/cc @mourner @springmeyer @artemp
The problem
The geobuf format as it is currently defined can't be written in a stream. Instead, the whole data has to be assembled in memory first and then written out. This directly follows from the way Protobuf encodes its messages. A good description of the problem can be found in the header comments of the protobuf writer of the UPB library. In short the problem is that Protobuf uses nested messages to encode the data and each message has a length
header which is encoded as a Varint. But we can't write out the length (or even know how long the length field is, because a Varint is of variable length) before we have the whole message assembled.
This is, of course, a major problem for a format that is intended for huge files.
A possible solution: Remove outermost message
Because this is an inherent limitation of the Protobuf format we have to look outside the format for a solution. Of course we could throw away the whole Protobuf format, but thats not needed. Whats needed is a wrapper around it so that the Protobuf encoder/decoder only sees part of the data. In the simplest case we encode the data in pieces:
We remove the outermost message Data and then write each of the other data pieces on their own as their own protobuf message. We might want to move the keys
, dimensions
, and precision
into a message Header
or so. The oneof data_type construct doesn't work any more, instead we just have to keep reading messages until EOF. But we don't know which kind of messages will be in there (Feature
, FeatureCollection
, etc.) so we have to add this information to the newly introduced message Header
in some way and then parse accordingly. This should certainly be doable and doesn't require a lot of change. But I think there is...

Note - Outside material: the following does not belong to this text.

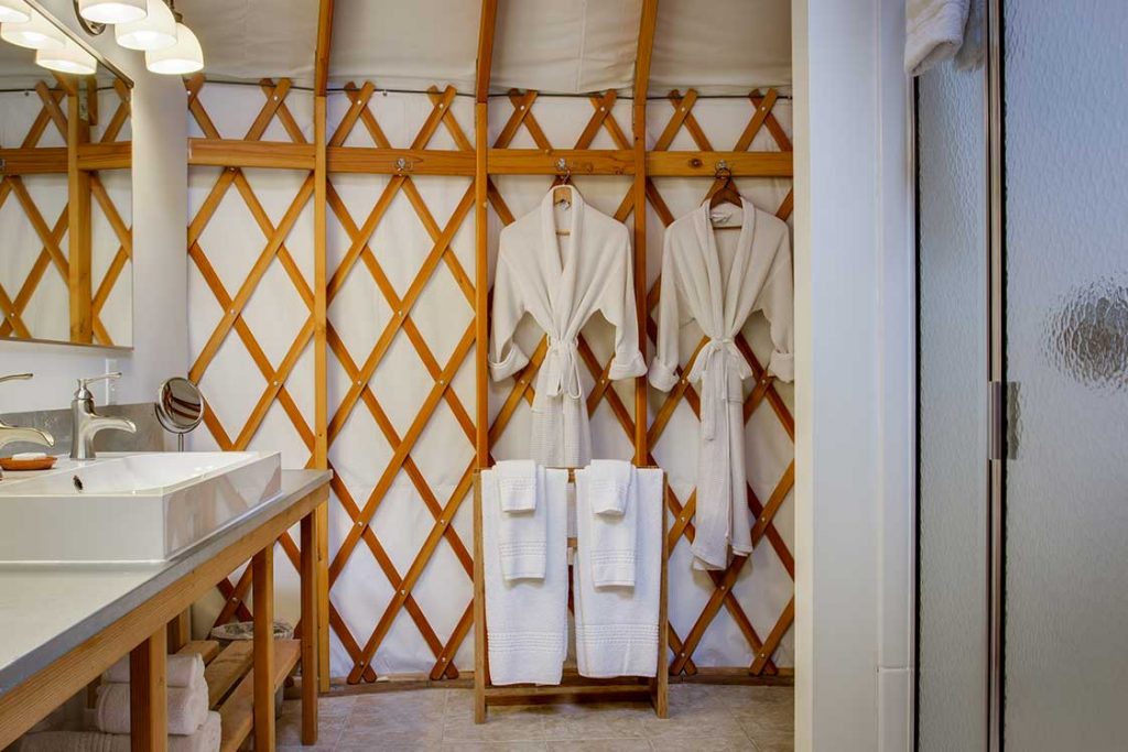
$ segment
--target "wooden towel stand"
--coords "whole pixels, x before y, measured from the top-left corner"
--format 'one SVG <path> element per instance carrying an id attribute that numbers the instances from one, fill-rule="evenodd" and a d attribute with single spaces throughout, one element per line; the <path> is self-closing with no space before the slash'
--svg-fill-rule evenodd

A better solution: Chunking the data
This looks slightly more complicated in the beginning but has many advantages, so bear with me. Lets encode the data in chunks, each chunk gets a length field and the data:
CHUNK
LENGTH (4 bytes)
DATA (LENGTH bytes)
CHUNK
LENGTH (4 bytes)
DATA (LENGTH bytes)
...
Each DATA block is a complete Protobuf message which can be parsed on its own. This idea is, of course, not new. It is what the OpenStreetMap OSM PBF is doing.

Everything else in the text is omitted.